Furthermore, this review highlights how electrification can improve quality of care at primary healthcare facilities. For example, in India there was an improvement in provision of essential services in operating rooms following electrification of primary healthcare facilities. This highlights how access to reliable energy can also lead to universal health coverage and bring us closer to achieving SDG 3 by 2030.

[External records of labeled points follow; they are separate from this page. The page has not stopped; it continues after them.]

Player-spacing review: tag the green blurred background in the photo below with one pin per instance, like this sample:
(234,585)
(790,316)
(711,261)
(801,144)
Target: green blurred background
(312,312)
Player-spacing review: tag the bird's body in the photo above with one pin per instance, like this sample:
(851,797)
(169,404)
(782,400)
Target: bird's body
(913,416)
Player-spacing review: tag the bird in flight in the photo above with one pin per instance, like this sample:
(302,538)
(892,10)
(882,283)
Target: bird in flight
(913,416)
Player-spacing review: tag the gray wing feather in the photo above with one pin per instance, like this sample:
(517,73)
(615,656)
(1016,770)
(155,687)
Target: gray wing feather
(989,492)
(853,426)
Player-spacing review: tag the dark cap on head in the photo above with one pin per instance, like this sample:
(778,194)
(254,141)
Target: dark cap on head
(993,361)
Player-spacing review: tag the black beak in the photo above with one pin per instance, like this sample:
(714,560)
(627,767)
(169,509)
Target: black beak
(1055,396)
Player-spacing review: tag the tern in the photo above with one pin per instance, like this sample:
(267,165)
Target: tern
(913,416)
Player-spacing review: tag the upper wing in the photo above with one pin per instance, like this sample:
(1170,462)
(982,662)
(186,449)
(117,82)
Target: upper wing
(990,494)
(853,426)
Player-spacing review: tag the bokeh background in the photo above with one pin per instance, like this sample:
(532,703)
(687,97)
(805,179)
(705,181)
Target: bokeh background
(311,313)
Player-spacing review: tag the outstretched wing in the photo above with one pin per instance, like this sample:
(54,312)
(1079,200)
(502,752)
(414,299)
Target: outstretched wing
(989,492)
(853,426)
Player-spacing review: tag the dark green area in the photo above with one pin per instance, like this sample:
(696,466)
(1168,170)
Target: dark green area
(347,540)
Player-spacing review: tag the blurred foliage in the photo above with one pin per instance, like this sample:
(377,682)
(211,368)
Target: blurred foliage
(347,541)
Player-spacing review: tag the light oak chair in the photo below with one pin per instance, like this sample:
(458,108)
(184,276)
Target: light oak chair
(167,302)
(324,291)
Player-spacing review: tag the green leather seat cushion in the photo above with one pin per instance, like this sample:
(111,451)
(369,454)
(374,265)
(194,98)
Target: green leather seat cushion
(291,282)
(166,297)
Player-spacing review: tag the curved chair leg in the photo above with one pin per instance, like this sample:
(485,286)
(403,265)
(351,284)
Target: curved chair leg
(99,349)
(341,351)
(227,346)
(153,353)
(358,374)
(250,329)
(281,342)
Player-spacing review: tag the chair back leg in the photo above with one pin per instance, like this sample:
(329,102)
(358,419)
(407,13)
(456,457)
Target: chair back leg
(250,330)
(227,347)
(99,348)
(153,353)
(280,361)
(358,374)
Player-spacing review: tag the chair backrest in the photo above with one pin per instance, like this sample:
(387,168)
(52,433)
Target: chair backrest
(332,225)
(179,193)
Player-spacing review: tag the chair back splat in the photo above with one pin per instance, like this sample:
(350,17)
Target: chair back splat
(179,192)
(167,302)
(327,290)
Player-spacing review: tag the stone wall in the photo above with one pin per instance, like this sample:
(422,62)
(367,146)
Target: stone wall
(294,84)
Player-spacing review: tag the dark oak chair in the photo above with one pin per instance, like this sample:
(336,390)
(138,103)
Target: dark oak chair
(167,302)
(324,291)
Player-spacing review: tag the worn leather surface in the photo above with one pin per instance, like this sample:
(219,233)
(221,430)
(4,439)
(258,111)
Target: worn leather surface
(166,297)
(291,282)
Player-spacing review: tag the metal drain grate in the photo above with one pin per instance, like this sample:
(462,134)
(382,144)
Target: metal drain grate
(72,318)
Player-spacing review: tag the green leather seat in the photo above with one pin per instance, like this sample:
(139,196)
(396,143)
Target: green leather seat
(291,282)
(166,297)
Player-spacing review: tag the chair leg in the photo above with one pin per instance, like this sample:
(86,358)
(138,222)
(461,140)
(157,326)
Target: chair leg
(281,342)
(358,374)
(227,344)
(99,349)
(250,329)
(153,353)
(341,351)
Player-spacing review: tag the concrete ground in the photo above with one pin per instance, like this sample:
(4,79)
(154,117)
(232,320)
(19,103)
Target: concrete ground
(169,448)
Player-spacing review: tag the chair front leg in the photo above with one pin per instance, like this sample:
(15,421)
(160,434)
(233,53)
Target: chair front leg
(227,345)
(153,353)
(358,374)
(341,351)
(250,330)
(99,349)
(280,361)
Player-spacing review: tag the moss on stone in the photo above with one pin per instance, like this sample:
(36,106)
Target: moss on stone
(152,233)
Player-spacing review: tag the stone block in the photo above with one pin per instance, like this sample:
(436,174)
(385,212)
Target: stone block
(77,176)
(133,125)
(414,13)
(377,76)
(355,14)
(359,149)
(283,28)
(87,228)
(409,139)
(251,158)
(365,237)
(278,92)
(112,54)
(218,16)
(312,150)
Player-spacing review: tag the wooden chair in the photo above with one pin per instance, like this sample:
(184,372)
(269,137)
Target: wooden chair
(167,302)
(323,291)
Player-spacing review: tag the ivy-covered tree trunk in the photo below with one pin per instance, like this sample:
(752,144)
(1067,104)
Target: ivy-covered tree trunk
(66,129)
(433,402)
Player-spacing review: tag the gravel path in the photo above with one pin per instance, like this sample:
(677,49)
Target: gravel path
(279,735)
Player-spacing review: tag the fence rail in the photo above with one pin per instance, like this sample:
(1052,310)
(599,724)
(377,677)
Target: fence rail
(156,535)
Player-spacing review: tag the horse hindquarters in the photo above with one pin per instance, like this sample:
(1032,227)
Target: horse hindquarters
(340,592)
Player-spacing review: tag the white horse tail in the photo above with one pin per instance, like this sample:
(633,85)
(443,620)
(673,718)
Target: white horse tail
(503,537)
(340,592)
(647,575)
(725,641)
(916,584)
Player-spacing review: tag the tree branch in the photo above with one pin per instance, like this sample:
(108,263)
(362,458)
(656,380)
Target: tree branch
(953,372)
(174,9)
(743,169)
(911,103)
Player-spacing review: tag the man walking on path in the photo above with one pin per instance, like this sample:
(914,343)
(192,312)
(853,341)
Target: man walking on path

Sustainable Development Goal 7: Universal access to affordable, reliable and sustainable and modern energy for all

This systematic review does point out the need to carefully consider renewable energy sources, especially solar power in regions where there are constraints on infrastructure.
A lack of reliable and clean energy is an underappreciated social determinant of health. This systematic review provides evidence for the benefit of electrification in the context of achieving SDG 7. The researchers point to the formation of self-sufficient mini power grids to cater to uneven population distributions in LMICs and how they lead to rural electrification as these grids can power surrounding residential and public areas. Moreover, Khogali et. al. highlights the importance of solar power as an important source of energy for LMICs as solar-powered oxygen concentrators are cheaper and more low maintenance as compared to traditional cylinders. However, this systematic review does point out the need to carefully consider renewable energy sources, especially solar power in regions where there are constraints on infrastructure. The perceived benefits have to outweigh the cost of installation and maintenance of such energy sources. Thus, the efficiency of renewable energy sources must be evaluated carefully especially in low-resource and humanitarian settings.

What to consider

More research is needed, especially on the long-term feasibility of renewable energy sources in healthcare systems in LMICs.
There is an urgent need to focus on electrification in rural areas in order to improve global health security, maternal and child outcomes and primary healthcare services. However, this review showed there is limited literature on the impact of electrification on healthcare services and outcomes. More research is needed, especially on the long-term feasibility of renewable energy sources in healthcare systems in LMICs. Additionally, most of the studies included in this systematic review were from African countries – generalization to other geographic regions should be approached with caution. Further analysis to pinpoint common themes and associated significance would have been beneficial.

In conclusion, we need to focus more on providing people basic access to electricity as millions live without it and a good proportion are energy insecure, even in high-income countries. I believe providing conclusive evidence that can shift the focus of the development sector to provision of electricity and change of policy is essential to transforming the public health landscape and strengthening global health systems.